The local economy of Washington, D.C., remains a bright spot among cities across the country, thanks to the federal government and the roughly $1.1 billion in intergovernmental aid that the city received following the recession.
But, for D.C. to maintain its status as a "gilded" city, it needs to pivot away from its reliance on the government and focus on other sectors such as health care, high tech, or start-ups as a way to create more jobs for the region. (The federal government is the only sector that's expected to shrink in the next several years.)
Already, we're starting to see some evidence of the shift toward a more business-centric area. "I'm optimistic about high tech," says James Bohnaker, an economist with Moody's Analytics. "The only problem is that a lot of high tech is still related to the government, and that's hard if the government is not spending as much." Over the next five years, the biggest job growth in the region will come from professional and business services, followed by education and health care and local governments. Jobs in professional and business services are expected to increase by as much as 20.6 percent, while the federal government workforce will shrink by 5.8 percent.

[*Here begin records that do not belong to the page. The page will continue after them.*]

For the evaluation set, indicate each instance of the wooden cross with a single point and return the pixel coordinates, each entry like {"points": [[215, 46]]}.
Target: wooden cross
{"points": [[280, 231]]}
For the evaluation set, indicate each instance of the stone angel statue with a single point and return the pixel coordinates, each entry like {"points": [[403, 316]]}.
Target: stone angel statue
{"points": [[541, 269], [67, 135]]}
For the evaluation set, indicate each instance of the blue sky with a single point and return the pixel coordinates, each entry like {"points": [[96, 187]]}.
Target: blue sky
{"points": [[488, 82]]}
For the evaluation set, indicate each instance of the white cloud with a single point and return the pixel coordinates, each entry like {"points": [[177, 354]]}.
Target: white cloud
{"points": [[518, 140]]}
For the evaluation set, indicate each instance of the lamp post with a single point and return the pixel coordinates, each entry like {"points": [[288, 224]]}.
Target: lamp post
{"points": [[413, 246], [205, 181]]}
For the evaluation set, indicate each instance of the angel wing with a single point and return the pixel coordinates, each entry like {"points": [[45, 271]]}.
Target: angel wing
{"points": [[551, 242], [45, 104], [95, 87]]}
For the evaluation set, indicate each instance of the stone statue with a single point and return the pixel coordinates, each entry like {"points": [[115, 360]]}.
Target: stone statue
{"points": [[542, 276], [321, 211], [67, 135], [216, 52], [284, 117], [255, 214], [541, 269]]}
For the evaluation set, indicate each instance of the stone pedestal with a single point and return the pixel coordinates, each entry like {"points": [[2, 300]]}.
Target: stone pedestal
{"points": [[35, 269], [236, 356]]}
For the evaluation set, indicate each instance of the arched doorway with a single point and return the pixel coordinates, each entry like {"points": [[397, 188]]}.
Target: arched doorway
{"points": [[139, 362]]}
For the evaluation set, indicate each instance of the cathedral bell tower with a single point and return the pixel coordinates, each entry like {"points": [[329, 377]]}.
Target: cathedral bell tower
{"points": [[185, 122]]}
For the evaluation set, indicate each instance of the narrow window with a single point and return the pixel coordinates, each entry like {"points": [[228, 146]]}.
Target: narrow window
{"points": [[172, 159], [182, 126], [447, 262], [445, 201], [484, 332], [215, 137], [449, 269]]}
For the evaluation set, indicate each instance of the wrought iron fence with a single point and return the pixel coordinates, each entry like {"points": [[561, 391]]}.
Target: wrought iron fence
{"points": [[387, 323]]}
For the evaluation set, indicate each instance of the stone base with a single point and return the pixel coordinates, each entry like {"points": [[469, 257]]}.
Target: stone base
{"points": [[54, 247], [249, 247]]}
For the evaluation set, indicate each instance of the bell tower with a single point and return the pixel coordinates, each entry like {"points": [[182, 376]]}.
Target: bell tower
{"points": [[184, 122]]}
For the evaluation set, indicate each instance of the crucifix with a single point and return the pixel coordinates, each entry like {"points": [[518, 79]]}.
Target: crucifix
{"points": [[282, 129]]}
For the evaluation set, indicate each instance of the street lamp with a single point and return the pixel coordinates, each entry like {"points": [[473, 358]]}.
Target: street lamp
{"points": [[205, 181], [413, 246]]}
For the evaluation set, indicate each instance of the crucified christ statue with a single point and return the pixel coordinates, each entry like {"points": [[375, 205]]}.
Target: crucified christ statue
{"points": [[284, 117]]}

"Professional services" sounds awfully vague, so we broke down that sector further based on data from the Bureau of Labor Statistics and the Center for Research Analysis at George Mason University. Professional services means scientific, technical, and management consultants; lawyers; accountants; engineers and architects. From 1992 through 2012, that sector grew from 368,000 jobs to 702,300 jobs—with the sharper increase starting after 2002.
Changing the nature of the jobs in the District will be key to the area's future economic growth. Already, D.C. enjoys a much higher median income than the rest of the country. That figure is even higher if one factors in the median income of the whole D.C., Maryland, and Northern Virginia region, where that number clocks in at $88,233 for 2012.